\name{classify}
\alias{classify}
\alias{classifier}
\alias{classifyIter}
\alias{pull}
\alias{pullTab}

\title{
classify
}
\description{
Functions to perform classification by local similarity threshold.
}
\usage{

classify(dmat, groups, dvect, method = "mutinfo", minScore = 0.45,
         doffset = 0.5, dStart = NA, maxDepth = 10, minGroupSize = 2,
         objNames = names(dvect), keep.data = TRUE, ..., verbose =
         FALSE)

classifyIter(dmat, groupTab, dvect, dStart = NA, multiple = FALSE,
             keep.data = TRUE, ..., verbose = FALSE)

classifier(dmat, groups, dvect, method = 'mutinfo', minScore = 0.45,
           doffset = 0.5, dStart = NA, minGroupSize = 2,
           objNames = names(dvect), keep.data = TRUE, ..., verbose = FALSE,
           depth = 1)

pull(dmat, groups, index)

pullTab(dmat, groupTab, index)

}

%- maybe also 'usage' for other objects documented here.
\arguments{
  \item{dmat}{Square matrix of pairwise distances.}

  \item{groups}{Object coercible to a factor identifying group
    membership of objects corresponding to either edge of \code{dmat}.}
  
  \item{groupTab}{a data.frame representing a taxonomy, with columns in
 increasing order of specificity from left to right (ie, Kingdom -->
 Species).
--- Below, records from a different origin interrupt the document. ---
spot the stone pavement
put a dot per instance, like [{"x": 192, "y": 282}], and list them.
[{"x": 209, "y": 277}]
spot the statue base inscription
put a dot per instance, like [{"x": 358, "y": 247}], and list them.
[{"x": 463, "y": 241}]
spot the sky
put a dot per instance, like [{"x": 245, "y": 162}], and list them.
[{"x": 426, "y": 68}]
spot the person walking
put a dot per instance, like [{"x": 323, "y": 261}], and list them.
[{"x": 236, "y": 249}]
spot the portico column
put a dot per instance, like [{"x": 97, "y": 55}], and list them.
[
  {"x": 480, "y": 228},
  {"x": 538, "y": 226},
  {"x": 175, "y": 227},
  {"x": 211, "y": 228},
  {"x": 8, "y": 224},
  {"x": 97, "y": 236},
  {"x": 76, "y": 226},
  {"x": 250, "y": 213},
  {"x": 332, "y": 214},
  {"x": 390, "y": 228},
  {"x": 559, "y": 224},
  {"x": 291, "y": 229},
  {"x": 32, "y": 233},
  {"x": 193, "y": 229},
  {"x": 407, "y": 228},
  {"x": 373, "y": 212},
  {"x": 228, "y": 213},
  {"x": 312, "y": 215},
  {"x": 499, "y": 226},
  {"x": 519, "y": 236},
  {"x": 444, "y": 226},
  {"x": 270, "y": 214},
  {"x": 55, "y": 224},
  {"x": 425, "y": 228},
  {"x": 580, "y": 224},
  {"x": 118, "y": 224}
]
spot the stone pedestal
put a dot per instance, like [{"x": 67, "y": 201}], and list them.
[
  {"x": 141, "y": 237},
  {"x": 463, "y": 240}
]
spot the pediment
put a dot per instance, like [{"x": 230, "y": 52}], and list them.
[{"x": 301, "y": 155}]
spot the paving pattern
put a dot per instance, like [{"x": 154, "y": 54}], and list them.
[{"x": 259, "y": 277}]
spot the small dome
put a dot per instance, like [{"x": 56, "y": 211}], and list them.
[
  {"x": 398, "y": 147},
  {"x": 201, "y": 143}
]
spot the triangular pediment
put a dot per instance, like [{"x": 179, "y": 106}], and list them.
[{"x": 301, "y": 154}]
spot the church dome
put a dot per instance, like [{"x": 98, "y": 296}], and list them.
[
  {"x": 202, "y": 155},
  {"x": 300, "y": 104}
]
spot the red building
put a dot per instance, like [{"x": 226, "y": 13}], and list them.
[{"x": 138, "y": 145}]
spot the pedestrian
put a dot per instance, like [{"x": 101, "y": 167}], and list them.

Column names are used to name taxonomic ranks. Rows
 correspond to margins of dmat.}
  
  \item{dvect}{numeric vector of distance from query sequence to each
  reference corresponding to margins of dmat.}
  
  \item{method}{The method for calculating the threshold; only
    'mutinfo' is currently implemented.}

  \item{minScore}{Threshold value for the match score to define a match.}
  
  \item{doffset}{Offset used in the denominator of the expression to
  calculate match score to penalize very small groups of reference objects.}
  
  \item{dStart}{start with this value of \code{D}.}

  \item{multiple}{if TRUE, stops at the rank that yields at least one
  match; if FALSE, continues to perform classification until exactly one
  match is identified.}
  
  \item{maxDepth}{Maximum number of iterations that will be attempted to
  perform classification.}
  
  \item{minGroupSize}{The minimal number of members comprising at least one
  group required to attempt classification.}
  
  \item{objNames}{Optional character identifiers for objects
  corresponding to margin of \code{dmat}.}
  
  \item{keep.data}{Populates \code{thresh$distances} (see \code{\link{findThreshold}}) if TRUE.}
  
  \item{verbose}{Terminal output is produced if TRUE.}

  \item{index}{an integer specifying an element in \code{dmat}}
  
  \item{\dots}{see Details}

  \item{depth}{specifies iteration number (not meant to be user-defined)}
  
}
\details{

  \code{classify} performs iterative classification. See the vignette
  vignette for package \pkg{clst} for a description of the classification
  algorithm.
  
  \code{classifier} performs non-iterative classification, and is
typically not called directly by the user.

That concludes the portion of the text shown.